The Whale Caller is a fascinating story based on Zakes Mda’s novel of the same name. Set in South Africa against the backdrop of the beauty of Hermanus, it follows The Whale Caller – played by Sello Maake ka-Ncube (The Queen, Othello: A South African Tale). In the film, ka-Ncube is a man who journeys to find some connection with humanity after turning his back on it years before. The award winning movie is described as an “enchanting, romantic comedy” that is told through lyrical and magical storytelling.
The trailer introduces Saluni (Amrain Ismail-Essop from This Life and Anner House) as the “wispy, sexy town drunk” that harbours ideas of grandeur. It also introduces Sharisha, a Southern Right Whale. Together, Saluni and Sharisha must vie for the attention of The Caller (Sello Maake ka-Ncube). It shows how Saluni gets in the way of The Caller and Sharisha’s bond and, even with the intrusion, depicts how whales “always return”.

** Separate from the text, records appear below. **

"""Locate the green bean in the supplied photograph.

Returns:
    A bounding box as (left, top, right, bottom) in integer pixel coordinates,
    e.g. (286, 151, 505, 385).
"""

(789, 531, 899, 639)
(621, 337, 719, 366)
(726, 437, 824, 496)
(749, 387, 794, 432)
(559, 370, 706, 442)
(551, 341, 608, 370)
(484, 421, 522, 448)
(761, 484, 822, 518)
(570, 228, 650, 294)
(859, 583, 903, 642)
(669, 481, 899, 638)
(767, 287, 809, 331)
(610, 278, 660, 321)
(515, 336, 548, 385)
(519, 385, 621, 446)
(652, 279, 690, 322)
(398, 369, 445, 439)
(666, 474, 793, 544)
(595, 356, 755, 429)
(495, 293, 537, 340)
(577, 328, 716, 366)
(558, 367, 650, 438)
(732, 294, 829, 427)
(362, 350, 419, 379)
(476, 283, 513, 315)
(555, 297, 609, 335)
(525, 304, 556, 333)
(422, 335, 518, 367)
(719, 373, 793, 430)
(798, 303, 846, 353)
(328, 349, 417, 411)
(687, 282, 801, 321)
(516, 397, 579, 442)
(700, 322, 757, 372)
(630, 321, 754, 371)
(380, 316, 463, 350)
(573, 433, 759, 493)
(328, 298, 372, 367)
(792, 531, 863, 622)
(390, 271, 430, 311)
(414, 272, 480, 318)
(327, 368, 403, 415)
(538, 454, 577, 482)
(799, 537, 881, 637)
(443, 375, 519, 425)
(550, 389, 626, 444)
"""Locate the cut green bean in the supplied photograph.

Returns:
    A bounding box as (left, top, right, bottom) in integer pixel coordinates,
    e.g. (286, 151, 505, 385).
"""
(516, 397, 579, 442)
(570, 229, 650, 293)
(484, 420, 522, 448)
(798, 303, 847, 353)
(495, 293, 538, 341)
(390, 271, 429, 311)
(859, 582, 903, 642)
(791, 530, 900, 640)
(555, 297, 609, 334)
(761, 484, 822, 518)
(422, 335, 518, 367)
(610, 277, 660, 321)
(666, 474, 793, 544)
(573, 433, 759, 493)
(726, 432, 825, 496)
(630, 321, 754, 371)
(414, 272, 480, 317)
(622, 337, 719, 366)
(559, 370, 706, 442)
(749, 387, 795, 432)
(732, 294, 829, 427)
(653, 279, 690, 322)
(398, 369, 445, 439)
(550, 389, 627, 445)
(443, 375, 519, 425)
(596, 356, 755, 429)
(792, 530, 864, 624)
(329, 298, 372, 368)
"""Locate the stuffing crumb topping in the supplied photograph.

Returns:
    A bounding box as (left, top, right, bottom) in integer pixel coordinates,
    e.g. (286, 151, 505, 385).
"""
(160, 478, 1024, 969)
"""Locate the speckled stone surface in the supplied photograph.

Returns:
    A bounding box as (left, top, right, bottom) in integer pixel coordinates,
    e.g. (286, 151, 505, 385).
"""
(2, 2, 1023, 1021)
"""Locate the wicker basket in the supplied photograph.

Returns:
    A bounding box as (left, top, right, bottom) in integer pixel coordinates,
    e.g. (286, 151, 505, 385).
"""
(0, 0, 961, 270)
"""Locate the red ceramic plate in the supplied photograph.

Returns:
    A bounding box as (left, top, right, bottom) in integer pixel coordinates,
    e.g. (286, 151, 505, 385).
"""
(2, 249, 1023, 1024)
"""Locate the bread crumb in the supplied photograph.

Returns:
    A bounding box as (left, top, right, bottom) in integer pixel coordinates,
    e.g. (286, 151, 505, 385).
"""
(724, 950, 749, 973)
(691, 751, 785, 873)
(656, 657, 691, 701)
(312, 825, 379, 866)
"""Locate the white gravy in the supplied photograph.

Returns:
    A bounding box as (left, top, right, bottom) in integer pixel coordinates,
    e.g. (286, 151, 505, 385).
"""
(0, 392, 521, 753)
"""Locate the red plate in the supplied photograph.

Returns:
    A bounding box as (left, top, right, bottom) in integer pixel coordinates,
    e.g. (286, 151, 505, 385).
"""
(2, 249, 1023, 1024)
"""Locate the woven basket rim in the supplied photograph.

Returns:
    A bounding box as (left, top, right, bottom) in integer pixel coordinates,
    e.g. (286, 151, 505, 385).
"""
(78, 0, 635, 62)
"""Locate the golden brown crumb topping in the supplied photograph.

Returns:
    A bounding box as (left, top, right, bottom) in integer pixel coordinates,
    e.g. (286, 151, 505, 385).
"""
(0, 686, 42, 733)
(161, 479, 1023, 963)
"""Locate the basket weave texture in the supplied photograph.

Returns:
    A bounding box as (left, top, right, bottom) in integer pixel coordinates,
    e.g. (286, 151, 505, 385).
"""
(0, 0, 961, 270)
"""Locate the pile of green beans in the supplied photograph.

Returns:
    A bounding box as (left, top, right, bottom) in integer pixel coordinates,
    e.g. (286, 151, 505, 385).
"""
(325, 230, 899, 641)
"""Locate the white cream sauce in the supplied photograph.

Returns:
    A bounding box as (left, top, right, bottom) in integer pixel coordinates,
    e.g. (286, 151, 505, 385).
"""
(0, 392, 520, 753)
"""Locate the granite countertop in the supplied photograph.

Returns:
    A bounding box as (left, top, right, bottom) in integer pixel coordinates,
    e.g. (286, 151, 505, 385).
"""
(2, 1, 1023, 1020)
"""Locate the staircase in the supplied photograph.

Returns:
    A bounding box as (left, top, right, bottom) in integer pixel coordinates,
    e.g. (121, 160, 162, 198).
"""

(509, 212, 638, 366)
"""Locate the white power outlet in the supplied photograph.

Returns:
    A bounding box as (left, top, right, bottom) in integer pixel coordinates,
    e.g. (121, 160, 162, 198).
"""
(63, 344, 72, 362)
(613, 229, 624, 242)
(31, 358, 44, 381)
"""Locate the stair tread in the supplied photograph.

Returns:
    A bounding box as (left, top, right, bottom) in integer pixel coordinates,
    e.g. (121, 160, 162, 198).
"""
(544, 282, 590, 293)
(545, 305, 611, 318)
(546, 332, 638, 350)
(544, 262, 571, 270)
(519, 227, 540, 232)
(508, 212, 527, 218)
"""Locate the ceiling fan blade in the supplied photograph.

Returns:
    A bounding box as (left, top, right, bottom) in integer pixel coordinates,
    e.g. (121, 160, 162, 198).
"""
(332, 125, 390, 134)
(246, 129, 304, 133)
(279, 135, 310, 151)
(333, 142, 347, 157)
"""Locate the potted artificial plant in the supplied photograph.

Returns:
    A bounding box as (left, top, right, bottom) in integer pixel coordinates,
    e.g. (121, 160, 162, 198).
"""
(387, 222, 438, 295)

It is a beautifully shot trailer. My hopes are high that the movie itself will be just as good. I tend to think that it will, since it has already received two nominations from a screening held at the African Movie Academy Awards in May, 2017.
The Whale Caller opens in cinemas nationwide on 13 October 2017 and is distributed by Ster-Kinekor Entertainment. It is produced by Black Roots Pictures, in association with The National Film and Video Foundation, the Department of Trade and Industry, the Industrial Development Corporation, Gauteng Film Commission, and is endorsed by the Department of Arts and Culture.